Sur la question de la rétroactivité, le ministre luxembourgeois a tenu à rappeler qu’un retour en arrière de cinq années demanderait déjà un énorme travail pour les administrations fiscales, Pierre Gramegna mettant par ailleurs en avant la durée de vie généralement très limitée des rulings. Enfin, il a jugé que le fait que la Commission n’ait finalement accès qu’à des informations réduites, ce que l’institution a d’ailleurs accepté, était "un bon compromis" car il s’agit de pouvoir "garder une certaine confidentialité" dans le domaine des rulings.

Plusieurs autres députés, Michael Theurer (ADLE) et Fabio De Masi (GUE/NGL) notamment, se sont également inquiétés de l’absence de prise en compte des propositions du Parlement dans ce contexte. Pierre Gramegna a rappelé à cet égard que la directive pourrait faire l’objet d’adaptations dans le temps "qui prennent en compte certaines des propositions" du Parlement, notamment dans le contexte du projet BEPS de l’OCDE sur l’optimisation fiscale agressive.

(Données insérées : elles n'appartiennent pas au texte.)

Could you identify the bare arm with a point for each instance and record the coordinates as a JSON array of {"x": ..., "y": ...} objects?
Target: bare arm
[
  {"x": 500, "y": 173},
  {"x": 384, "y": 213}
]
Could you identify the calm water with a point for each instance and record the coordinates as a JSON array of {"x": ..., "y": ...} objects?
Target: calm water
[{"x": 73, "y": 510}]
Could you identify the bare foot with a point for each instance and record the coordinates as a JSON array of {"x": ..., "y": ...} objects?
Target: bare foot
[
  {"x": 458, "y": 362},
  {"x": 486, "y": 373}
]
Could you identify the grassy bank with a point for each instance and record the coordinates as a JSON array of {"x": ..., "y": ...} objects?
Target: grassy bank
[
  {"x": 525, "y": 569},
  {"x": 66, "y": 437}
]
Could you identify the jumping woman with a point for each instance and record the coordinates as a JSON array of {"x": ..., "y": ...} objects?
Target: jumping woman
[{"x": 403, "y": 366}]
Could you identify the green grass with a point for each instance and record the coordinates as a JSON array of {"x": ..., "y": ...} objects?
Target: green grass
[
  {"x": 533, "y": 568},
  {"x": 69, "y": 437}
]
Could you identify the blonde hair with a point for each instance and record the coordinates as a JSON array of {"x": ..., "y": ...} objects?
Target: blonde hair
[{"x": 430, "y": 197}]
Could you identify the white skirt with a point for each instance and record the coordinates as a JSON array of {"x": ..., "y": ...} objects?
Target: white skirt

Prenant note des "frustrations" exprimées par le Parlement, le ministre luxembourgeois a néanmoins rappelé que la fiscalité était "au cœur de la souveraineté" et qu’elle nécessitait donc l’unanimité des Etats membres. Il a par ailleurs appelé le Parlement européen "à jeter un nouveau regard" sur le domaine dans le contexte de la "conclusion réussie" de l’initiative BEPS qui a permis des "progrès remarquables" et porté le sujet au centre des priorités mondiales. "Il est de l’intérêt de l’UE qu’elle n’avance pas seule dans domaine fiscalité internationale", a poursuivi Pierre Gramegna selon lequel il faut faire très attention lorsque l’on soumet des propositions qui veulent aller plus loin que BEPS.

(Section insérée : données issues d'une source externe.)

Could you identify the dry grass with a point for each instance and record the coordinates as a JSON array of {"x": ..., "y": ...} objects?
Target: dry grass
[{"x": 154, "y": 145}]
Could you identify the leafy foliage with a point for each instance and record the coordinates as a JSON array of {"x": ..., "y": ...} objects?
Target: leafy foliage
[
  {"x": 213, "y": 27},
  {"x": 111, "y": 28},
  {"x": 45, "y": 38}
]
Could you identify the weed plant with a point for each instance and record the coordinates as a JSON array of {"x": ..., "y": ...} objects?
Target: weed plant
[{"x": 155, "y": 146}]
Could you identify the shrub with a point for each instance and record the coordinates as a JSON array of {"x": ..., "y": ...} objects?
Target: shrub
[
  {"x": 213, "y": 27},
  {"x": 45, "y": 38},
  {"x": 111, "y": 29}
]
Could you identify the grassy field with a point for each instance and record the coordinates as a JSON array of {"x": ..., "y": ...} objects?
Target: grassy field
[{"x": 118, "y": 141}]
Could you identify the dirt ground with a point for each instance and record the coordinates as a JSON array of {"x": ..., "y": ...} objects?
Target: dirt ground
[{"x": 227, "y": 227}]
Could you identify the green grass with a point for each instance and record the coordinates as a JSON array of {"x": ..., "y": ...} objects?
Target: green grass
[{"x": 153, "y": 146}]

L’Union bancaire a été une autre source de critiques de certains parlementaires. Alors que les Etats membres se sont accordés sur un financement-relais du Fonds de résolution unique (FRU) permettant au Mécanisme de résolution unique (MRU) d’être opérationnel au 1er janvier 2016, Elisa Ferreira (S&D) a déploré que ce financement viole les engagements précédents des Etats membres. Selon elle, le choix de lignes de crédit nationales plutôt qu’un financement commun (à travers le Mécanisme européen de stabilité) "réintroduit le lien entre banques et souverain", a estimé la députée qui s’est interrogée sur la loyauté de la parole du Conseil.

"Il est vrai que cela ne respecte pas l’esprit qui sous-tend l’Union bancaire [et] que le cercle vicieux entre souverain et banques n’est pas brisé", a convenu Pierre Gramegna qui a néanmoins souligné que dans ce domaine un accord nécessitait l’aval de tous les Etats membres et que celui qui avait été obtenu était "mieux que rien" pour "des raisons de crédibilité". Selon le ministre, les Etats membres ont bel et bien convenu de mettre en place un filet de sécurité commun à l’avenir, mais certains Etats membres ont jugé qu’il était trop tôt pour le faire alors qu’une évolution vers davantage de partage de risque nécessitera de réaliser une diminution des risques en parallèle, a-t-il répété. "Les incitations pour les pays à remplir leurs obligations seraient moindres avec la mise en place immédiate d’un filet européen commun", a-t-il encore souligné.